Crusading rhetoric permeates political discourse and lends a veneer of historicism to discussions of the ongoing conflicts in the middle East. But are these parallels justified on historical grounds?
Christopher Tyerman, Professor of the History of the Crusades at Oxford, argues that the parallels drawn between the war on terror and the crusades are largely spurious and indicative of intellectual laziness.
His speech consisted of a non-stop barrage of defense of the war on terror with little moderation. Tyerman’s speech came from a one sided perspective with little time given to the other side.
While many would have qualms with such onesidedness, the fact is that such attacks on interventionism are the norm. Allowing Tyerman to make his case may be the only way to hear the case at all.
According to him, the Crusades have little “relevance, comfort, insight or instruction” for historians, commentators or policy-makers studying the web of conflicts that have emerged since 9/11.
For a start, the war on terror was not justified to the public on religious grounds. Nor were American citizens encouraged to sign up to the military in return for indulgences that absolved them of their sins.
Admittedly, the wars in Afghanistan and Iraq did have a religious inflection. Memos sent to George Bush by Donald Rumsfeld were titled with verses from the Bible, Osama bin Laden referred to the Americans as ‘crusaders’, and addresses to US troops were often framed in biblical terms. But, for Tyerman, they were not holy wars in any substantive sense.
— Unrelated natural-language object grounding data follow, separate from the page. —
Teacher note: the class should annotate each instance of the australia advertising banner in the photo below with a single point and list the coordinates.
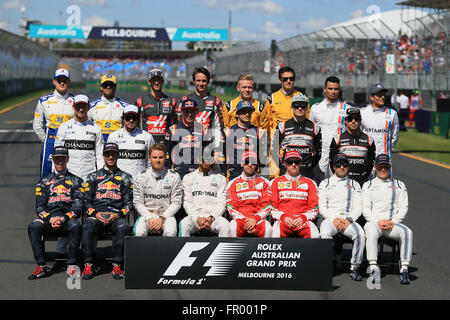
(228, 263)
(124, 33)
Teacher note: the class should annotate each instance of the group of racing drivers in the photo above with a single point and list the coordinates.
(245, 168)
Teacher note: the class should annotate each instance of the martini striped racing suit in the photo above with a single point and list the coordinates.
(341, 198)
(383, 126)
(386, 199)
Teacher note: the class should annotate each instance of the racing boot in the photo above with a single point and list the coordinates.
(117, 272)
(72, 270)
(40, 272)
(404, 275)
(354, 274)
(87, 273)
(374, 273)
Even the physical parallels between the war on terror and the crusades are shaky – the crusaders never even came close to Iraq or Afghanistan.
David Hume described the crusades as as ‘the most signal and most durable monument of human folly that has yet appeared in any age or nation.’ The same, too, might be said of the war in Iraq. But there is no reason to regard the war on terror as anything more than superficially similar to the crusades.
The crusading ideal did linger on after the ninth crusade. As late as 1481, Pope Sixtus IV called for a crusade against the Turks and Leibniz urged Louis XIV to launch a crusade in Egypt in 1672. However, the aftershocks of the crusading idea had petered out by the nineteenthcentury and modern-day conflicts are little more than distant echoes.
According to Tyerman, the false parallels drawn between the crusades and modern conflicts are partly a result of taking intellectual short cuts. By framing the war on terror as a modern crusade, one can reduce it to a simple us-and-them narrative, a modern-day clash of civilizations.
However, this sort of simplification risks caricaturing all those fighting the US and US-backed forces as alien extremists driven only by religion, obscuring the political dimensions of the ongoing conflicts in the middle East and the complexity of the situation on the ground.
As such, those who draw parallels with the crusades only make the situation in the middle East harder to understand. Indeed, Tyerman goes so far as to accuse them of perpetrating a “meretricious confidence trick” – strong words, perhaps, but with the ring of truth.